El carbón es la forma más contaminante de generación. No sólo su minería contamina, sino que la quema lanza a la atmósfera dióxido de azufre, óxidos de nitrógeno, partículas y metales pesados. Las carboeléctricas provocan smog, lluvia ácida y difusión de toxinas, que causan enfermedades respiratorias, cardiovasculares y cerebrovasculares. Las emisiones de humo negro de las chimeneas no solo son desagradables a la vista, sino que llevan los contaminantes a comunidades vecinas y, muchas veces, distantes. 

El carbón, afortunadamente, está dejando de ser utilizado en el planeta. No es solo por su contaminación, sino porque hay otras formas de generación más limpias y cada vez más competitivas. 

Un estudio de la Agencia Internacional de Energía Renovable (IRENA, por sus siglas en inglés), de junio de 2020, señala que “más de la mitad de la capacidad renovable añadida en 2019 logró costos menores de electricidad que el carbón nuevo. Los nuevos proyectos solares y de viento tienen costos por debajo de las plantas más baratas de carbón. Los resultados de las subastas muestran que estas tendencias favorables en costos para las renovables se están accelerando”. 

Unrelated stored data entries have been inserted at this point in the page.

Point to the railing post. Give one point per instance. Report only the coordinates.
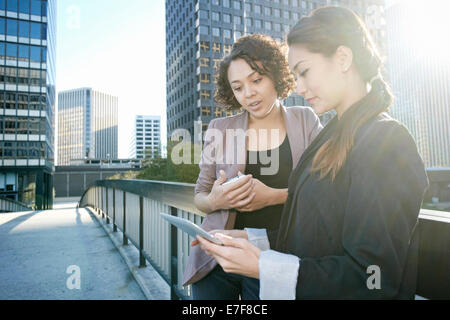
(141, 232)
(125, 240)
(173, 258)
(114, 210)
(107, 207)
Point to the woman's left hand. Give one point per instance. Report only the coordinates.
(263, 197)
(237, 255)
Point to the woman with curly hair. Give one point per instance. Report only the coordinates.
(254, 77)
(348, 229)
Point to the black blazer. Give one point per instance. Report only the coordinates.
(366, 217)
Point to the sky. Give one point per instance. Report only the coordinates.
(116, 47)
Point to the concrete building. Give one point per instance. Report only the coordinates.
(27, 100)
(87, 125)
(419, 70)
(200, 32)
(146, 137)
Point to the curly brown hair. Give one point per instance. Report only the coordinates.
(255, 48)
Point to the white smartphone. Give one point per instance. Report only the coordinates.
(190, 228)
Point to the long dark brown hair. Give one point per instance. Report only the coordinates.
(323, 31)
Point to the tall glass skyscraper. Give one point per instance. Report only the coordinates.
(200, 32)
(27, 100)
(87, 125)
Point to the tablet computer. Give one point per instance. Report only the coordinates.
(190, 228)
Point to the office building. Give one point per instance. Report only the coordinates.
(420, 75)
(146, 139)
(27, 100)
(200, 32)
(87, 125)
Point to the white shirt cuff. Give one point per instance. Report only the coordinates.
(259, 238)
(278, 275)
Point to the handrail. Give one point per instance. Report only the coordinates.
(134, 206)
(10, 205)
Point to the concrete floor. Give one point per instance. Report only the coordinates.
(37, 250)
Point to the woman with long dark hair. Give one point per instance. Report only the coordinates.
(348, 228)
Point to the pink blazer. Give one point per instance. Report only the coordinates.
(302, 126)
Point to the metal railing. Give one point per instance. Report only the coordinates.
(133, 206)
(9, 205)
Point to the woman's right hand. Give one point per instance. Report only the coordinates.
(231, 233)
(234, 195)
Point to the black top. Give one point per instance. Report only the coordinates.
(366, 217)
(268, 217)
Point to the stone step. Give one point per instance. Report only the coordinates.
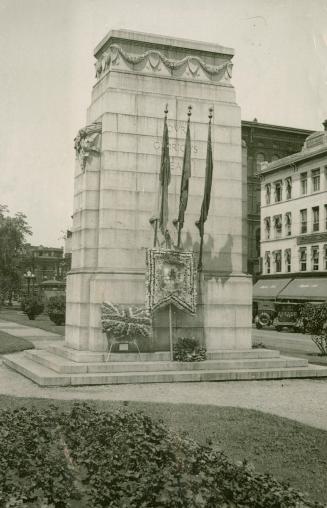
(56, 362)
(61, 365)
(41, 375)
(47, 377)
(92, 356)
(95, 357)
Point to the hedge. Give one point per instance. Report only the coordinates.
(92, 458)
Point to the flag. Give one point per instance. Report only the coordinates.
(207, 184)
(164, 179)
(186, 174)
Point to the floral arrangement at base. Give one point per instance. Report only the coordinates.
(125, 322)
(189, 350)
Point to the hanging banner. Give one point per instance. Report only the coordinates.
(171, 279)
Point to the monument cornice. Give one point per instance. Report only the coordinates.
(156, 62)
(161, 41)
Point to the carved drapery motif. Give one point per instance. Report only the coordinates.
(87, 142)
(192, 66)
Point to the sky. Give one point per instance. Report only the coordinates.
(47, 73)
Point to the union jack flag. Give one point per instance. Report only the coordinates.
(125, 322)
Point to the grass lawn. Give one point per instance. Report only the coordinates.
(41, 321)
(288, 450)
(10, 344)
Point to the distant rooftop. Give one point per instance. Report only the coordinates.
(314, 145)
(255, 123)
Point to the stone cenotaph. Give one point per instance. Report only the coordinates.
(116, 185)
(118, 160)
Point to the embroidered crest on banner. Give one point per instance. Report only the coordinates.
(171, 279)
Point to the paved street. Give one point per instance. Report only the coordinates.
(284, 340)
(289, 343)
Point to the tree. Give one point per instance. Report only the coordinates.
(13, 232)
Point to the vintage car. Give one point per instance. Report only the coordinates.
(288, 316)
(265, 313)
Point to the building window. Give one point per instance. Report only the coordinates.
(257, 242)
(267, 261)
(315, 176)
(288, 223)
(259, 159)
(304, 220)
(278, 225)
(268, 193)
(278, 191)
(303, 259)
(304, 183)
(315, 218)
(325, 257)
(315, 257)
(278, 260)
(288, 259)
(288, 183)
(267, 227)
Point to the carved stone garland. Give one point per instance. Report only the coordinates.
(87, 143)
(156, 57)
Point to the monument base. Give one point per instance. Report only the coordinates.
(62, 366)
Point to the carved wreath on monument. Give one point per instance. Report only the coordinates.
(171, 278)
(87, 142)
(156, 59)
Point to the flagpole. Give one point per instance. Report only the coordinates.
(183, 180)
(200, 253)
(207, 192)
(171, 334)
(161, 218)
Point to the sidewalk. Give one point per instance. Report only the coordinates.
(303, 400)
(37, 336)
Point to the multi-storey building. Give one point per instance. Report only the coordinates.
(263, 142)
(294, 212)
(46, 263)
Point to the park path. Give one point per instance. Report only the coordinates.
(36, 335)
(303, 400)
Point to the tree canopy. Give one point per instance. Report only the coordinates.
(13, 233)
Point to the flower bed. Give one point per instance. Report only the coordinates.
(91, 458)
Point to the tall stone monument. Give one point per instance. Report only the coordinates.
(118, 158)
(116, 187)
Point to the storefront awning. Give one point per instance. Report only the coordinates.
(269, 289)
(305, 289)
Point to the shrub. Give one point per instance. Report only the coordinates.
(90, 458)
(258, 345)
(188, 350)
(32, 306)
(125, 322)
(56, 309)
(314, 319)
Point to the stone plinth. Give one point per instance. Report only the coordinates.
(116, 187)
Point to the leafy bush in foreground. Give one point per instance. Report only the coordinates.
(90, 458)
(314, 318)
(56, 309)
(189, 350)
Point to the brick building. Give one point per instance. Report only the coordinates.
(264, 142)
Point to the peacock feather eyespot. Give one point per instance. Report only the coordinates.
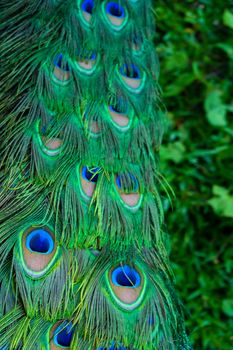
(87, 63)
(61, 70)
(137, 44)
(87, 7)
(127, 186)
(90, 174)
(127, 285)
(120, 114)
(132, 77)
(88, 180)
(39, 241)
(115, 14)
(38, 249)
(62, 334)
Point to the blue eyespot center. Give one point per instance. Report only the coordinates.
(114, 9)
(127, 183)
(126, 276)
(60, 63)
(63, 335)
(88, 6)
(119, 106)
(130, 71)
(40, 241)
(90, 173)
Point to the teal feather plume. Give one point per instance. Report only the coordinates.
(83, 253)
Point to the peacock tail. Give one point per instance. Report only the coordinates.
(83, 252)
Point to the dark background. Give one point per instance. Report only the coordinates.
(195, 47)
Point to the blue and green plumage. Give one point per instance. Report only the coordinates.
(83, 261)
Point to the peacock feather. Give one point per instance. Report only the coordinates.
(83, 253)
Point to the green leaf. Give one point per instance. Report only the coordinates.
(226, 48)
(174, 152)
(228, 18)
(227, 307)
(216, 111)
(222, 202)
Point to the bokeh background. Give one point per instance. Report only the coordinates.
(195, 48)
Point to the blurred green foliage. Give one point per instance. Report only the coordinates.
(195, 47)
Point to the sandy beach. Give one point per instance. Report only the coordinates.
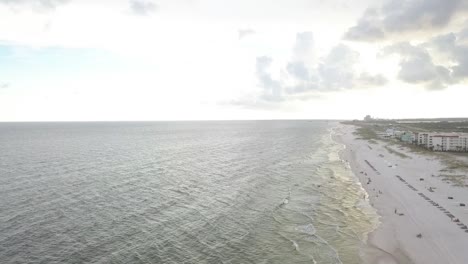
(421, 219)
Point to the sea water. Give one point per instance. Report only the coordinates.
(178, 192)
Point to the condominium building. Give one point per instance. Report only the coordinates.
(442, 141)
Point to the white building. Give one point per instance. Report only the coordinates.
(443, 141)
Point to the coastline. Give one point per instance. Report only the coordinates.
(414, 224)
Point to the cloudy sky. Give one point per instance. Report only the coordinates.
(232, 59)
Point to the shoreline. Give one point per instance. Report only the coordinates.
(411, 229)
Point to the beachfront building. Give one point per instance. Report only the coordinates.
(407, 137)
(442, 141)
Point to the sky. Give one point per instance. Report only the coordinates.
(111, 60)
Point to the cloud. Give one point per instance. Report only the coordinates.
(242, 33)
(368, 80)
(417, 64)
(143, 7)
(399, 16)
(417, 67)
(38, 5)
(336, 71)
(305, 76)
(452, 45)
(368, 28)
(272, 89)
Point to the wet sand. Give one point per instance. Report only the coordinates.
(419, 223)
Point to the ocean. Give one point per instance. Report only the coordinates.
(178, 192)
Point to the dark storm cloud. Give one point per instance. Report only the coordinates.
(143, 7)
(417, 66)
(405, 16)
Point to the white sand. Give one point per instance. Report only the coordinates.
(395, 240)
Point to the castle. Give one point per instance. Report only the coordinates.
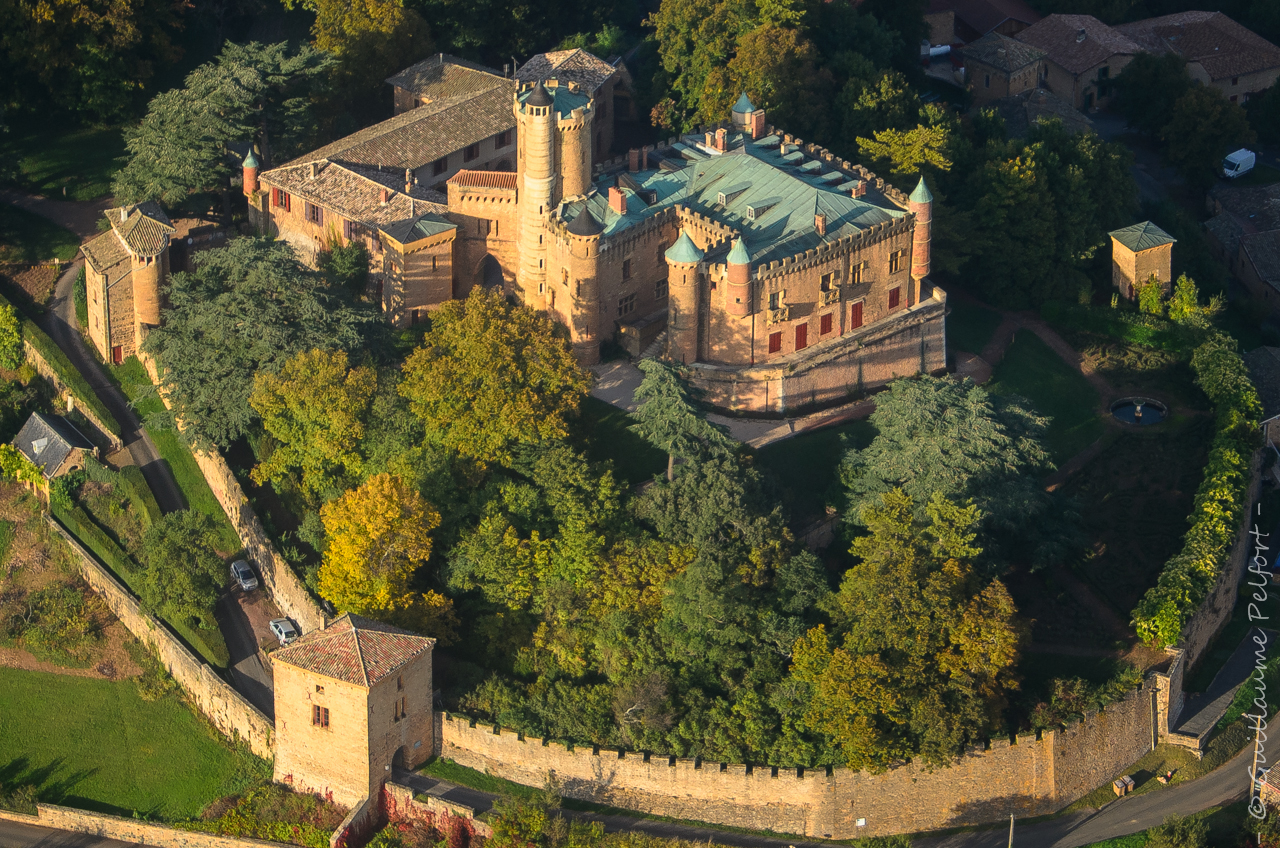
(778, 274)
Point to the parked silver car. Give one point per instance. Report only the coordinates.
(243, 575)
(283, 630)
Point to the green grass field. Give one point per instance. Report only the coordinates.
(96, 744)
(26, 237)
(805, 466)
(970, 326)
(135, 382)
(51, 158)
(1057, 391)
(608, 437)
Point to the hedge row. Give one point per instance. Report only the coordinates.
(1220, 501)
(208, 643)
(67, 373)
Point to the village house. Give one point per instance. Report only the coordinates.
(1001, 67)
(1082, 58)
(1217, 50)
(124, 269)
(967, 21)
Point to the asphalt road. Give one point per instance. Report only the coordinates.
(14, 835)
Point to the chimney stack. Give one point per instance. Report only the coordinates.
(617, 200)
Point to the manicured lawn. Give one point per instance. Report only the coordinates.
(135, 382)
(805, 468)
(970, 326)
(608, 437)
(26, 237)
(97, 746)
(1056, 390)
(51, 158)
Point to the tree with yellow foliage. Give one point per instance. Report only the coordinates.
(314, 409)
(378, 536)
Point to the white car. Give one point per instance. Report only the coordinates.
(283, 630)
(243, 575)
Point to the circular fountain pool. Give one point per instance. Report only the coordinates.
(1142, 411)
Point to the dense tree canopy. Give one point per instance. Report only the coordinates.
(490, 375)
(256, 306)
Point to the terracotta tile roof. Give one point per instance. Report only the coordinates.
(144, 228)
(1220, 45)
(484, 178)
(1002, 53)
(1057, 36)
(567, 65)
(423, 135)
(444, 76)
(104, 251)
(356, 191)
(984, 16)
(355, 650)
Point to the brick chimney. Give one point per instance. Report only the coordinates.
(617, 200)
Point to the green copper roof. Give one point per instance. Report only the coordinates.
(1143, 236)
(922, 194)
(684, 251)
(565, 100)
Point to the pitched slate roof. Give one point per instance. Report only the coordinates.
(567, 65)
(355, 650)
(772, 199)
(443, 76)
(1220, 45)
(48, 440)
(144, 228)
(420, 136)
(1002, 53)
(356, 191)
(984, 16)
(1142, 236)
(1057, 36)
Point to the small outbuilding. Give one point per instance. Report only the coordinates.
(1137, 254)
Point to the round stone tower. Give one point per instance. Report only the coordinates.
(682, 260)
(737, 293)
(535, 167)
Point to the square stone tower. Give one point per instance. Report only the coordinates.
(1137, 252)
(352, 702)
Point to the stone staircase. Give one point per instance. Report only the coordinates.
(657, 347)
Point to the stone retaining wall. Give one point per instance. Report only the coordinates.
(214, 697)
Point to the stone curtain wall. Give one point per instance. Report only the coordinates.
(288, 592)
(1027, 776)
(213, 696)
(46, 370)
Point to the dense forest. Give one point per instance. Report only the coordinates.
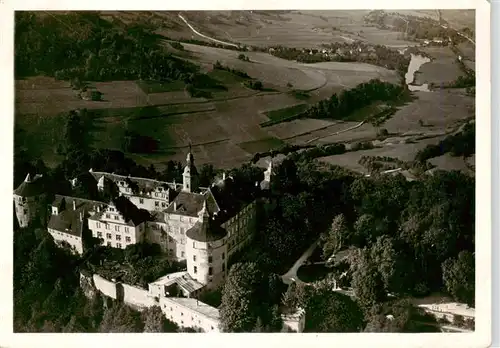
(47, 296)
(83, 45)
(340, 106)
(407, 238)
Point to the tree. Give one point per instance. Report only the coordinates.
(384, 256)
(367, 282)
(329, 311)
(459, 277)
(238, 308)
(394, 316)
(207, 175)
(334, 238)
(74, 325)
(153, 319)
(120, 318)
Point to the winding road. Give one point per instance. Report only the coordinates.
(205, 36)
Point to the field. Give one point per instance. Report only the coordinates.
(280, 114)
(443, 67)
(225, 129)
(401, 151)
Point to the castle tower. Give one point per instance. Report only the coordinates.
(190, 175)
(206, 250)
(29, 200)
(269, 171)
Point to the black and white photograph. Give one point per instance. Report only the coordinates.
(245, 171)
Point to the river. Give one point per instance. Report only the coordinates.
(415, 63)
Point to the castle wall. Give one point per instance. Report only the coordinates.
(74, 241)
(27, 208)
(205, 257)
(185, 316)
(106, 287)
(137, 297)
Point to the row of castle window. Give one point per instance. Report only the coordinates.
(109, 236)
(117, 228)
(118, 245)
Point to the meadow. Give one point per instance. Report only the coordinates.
(225, 130)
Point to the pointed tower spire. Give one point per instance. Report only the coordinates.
(190, 175)
(203, 214)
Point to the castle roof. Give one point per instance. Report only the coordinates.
(143, 184)
(181, 279)
(207, 231)
(189, 203)
(68, 219)
(198, 306)
(30, 186)
(132, 215)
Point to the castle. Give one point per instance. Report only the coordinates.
(203, 226)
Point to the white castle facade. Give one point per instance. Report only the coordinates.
(203, 226)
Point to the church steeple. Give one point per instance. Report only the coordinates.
(190, 175)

Según el estudio, “los costos de energía solar y eólica han continuado su descenso, complementando a la bioenergía, la geotermia y la hidroeléctrica, más maduras. La solar fotovoltaica muestra la mayor declinación de costos entre 2010 y 2019 con 82%, seguida de la concentración de energía solar con 47%, la eólica en tierra con 40% y la eólica en el mar con 29%”. 

No es ni un sofisma ni una mentira que la apertura a la inversión privada en electricidad en México permitió incrementar la generación sin utilizar recursos escasos del Estado, ni mucho menos que la generación con carbón es altamente contaminante. Es triste que un gobierno conservador esté tratando de remontarnos al pasado, al siglo XIX. No sólo niega su promesa en el Proyecto de Nación 2018-2024 de “impulsar el uso de energías renovables y un sistema energético bajo en carbon”, sino que está construyendo un corrupto sistema de compras no licitadas de carbón. 

Acceso a playas

Este 21 de octubre se publicó en el Diario Oficial de la Federación un decreto presidencial que impone sanciones muy fuertes a quienes impidan o inhiban el acceso a las playas. También obliga a los propietarios de terrenos colindantes a “permitir el libre acceso” a las playas. Estas medidas afectarán la inversión turística.